Я смотрю на него и не верю своим глазам — наш товарищ наслаждается видом униженного трактирщика. Неужели он не понимает что, издеваясь над врагом, он издевается над самим собой, над всеми нами?
С тех пор этот на первый взгляд незначительный случай не дает мне покоя. Достаточно незначительного повода, и воспоминания, болезненно-мучительные, овладевают мною. Как и многие другие тягостные воспоминания, они со временем забудутся. А может быть, их забывать не надо, чтобы не умерла наша мечта стать людьми для людей?
ДЕСА
Когда я думаю о ней, в памяти воскресает миг ее самопожертвования. Я вижу устремленную ко мне фигуру с раскинутыми, как распятие, руками, слышу ее последний вздох. Сколько раз я пытался объяснить себе все это, и каждый раз безуспешно. Что это было? Самопожертвование влюбленной женщины? Самоотверженность коммунистки? Человеколюбие исключительного человека? Нет, в ней было что-то такое, что не объяснишь ни первым, ни вторым, ни третьим. Но что именно, я никак не мог понять. Потому что это выходит за рамки наших представлений об исключительной смелости тех, кто способен жертвовать собой ради Других.
Деса была необыкновенно женственна. И хотя старательно прятала свою женственность, она проявлялась во всем. Партизанская куртка не могла скрыть округлости ее плеч. Почти всегда насупленные брови только подчеркивали нежность ее взгляда. Темные волосы, нарочно остриженные по-мужски коротко, открывали ее изящную шею.
В стремлении замаскировать свою женственность она иногда доходила до смешного. Во время долгих переходов, которые с трудом выдерживали самые крепкие парни, она мужественно шагала, ни на что не жалуясь. А если кто-нибудь хотел взять часть ее ноши и тем самым помочь ей, она отказывалась с таким видом, будто добрые намерения ее товарищей казались ей издевательством. Один раз, совершенно выбившись из сил, она потеряла сознание, и нам пришлось нести ее на руках. Свою слабость она объясняла потом чем угодно, но только не усталостью и говорила, что сама не поняла, как это случилось.
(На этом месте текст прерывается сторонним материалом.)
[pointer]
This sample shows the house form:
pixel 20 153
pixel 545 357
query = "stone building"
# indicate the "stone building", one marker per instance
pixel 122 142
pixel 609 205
Всех мужчин она держала на расстоянии, а меня особенно. Вместо того чтобы обращаться ко мне по имени, она называла меня «Бугарин». На самом же деле за грубостью она старалась скрыть любовь. Иногда это раздражало меня, а порой — веселило. И тогда я начинал подшучивать над ней. Говорил, что как только кончится война, отвезу ее в Болгарию. Там я встану перед ней на колени и буду долго-долго просить стать моей женой. Она подхватывала шутку, но заявляла, что не поедет на мою родину. «Если тебе так уж хочется, чтобы мы были вместе, приезжай ко мне в Хорватию, — говорила она, — там я буду долго-долго просить тебя стать моим мужем». Дальше шутливой перепалки дело не доходило.
Как неожиданно, как несправедливо все оборвалось! Она шагала рядом со мной, задумчивая и грустная. Вокруг стоял лес, темный и мрачный. Она раздвигала ветки кустов, и ее руки гладили пожелтевшие, умирающие листья. Всем своим существом я чувствовал, что ее ласка предназначалась не веткам и листьям, а мне. Я шел, затаив дыхание, боясь смутить ее, и становился веткой, листом, пнем, всем, к чему прикасалась ее рука. Я умирал и рождался заново, но уже другим, таким, какого знала только она.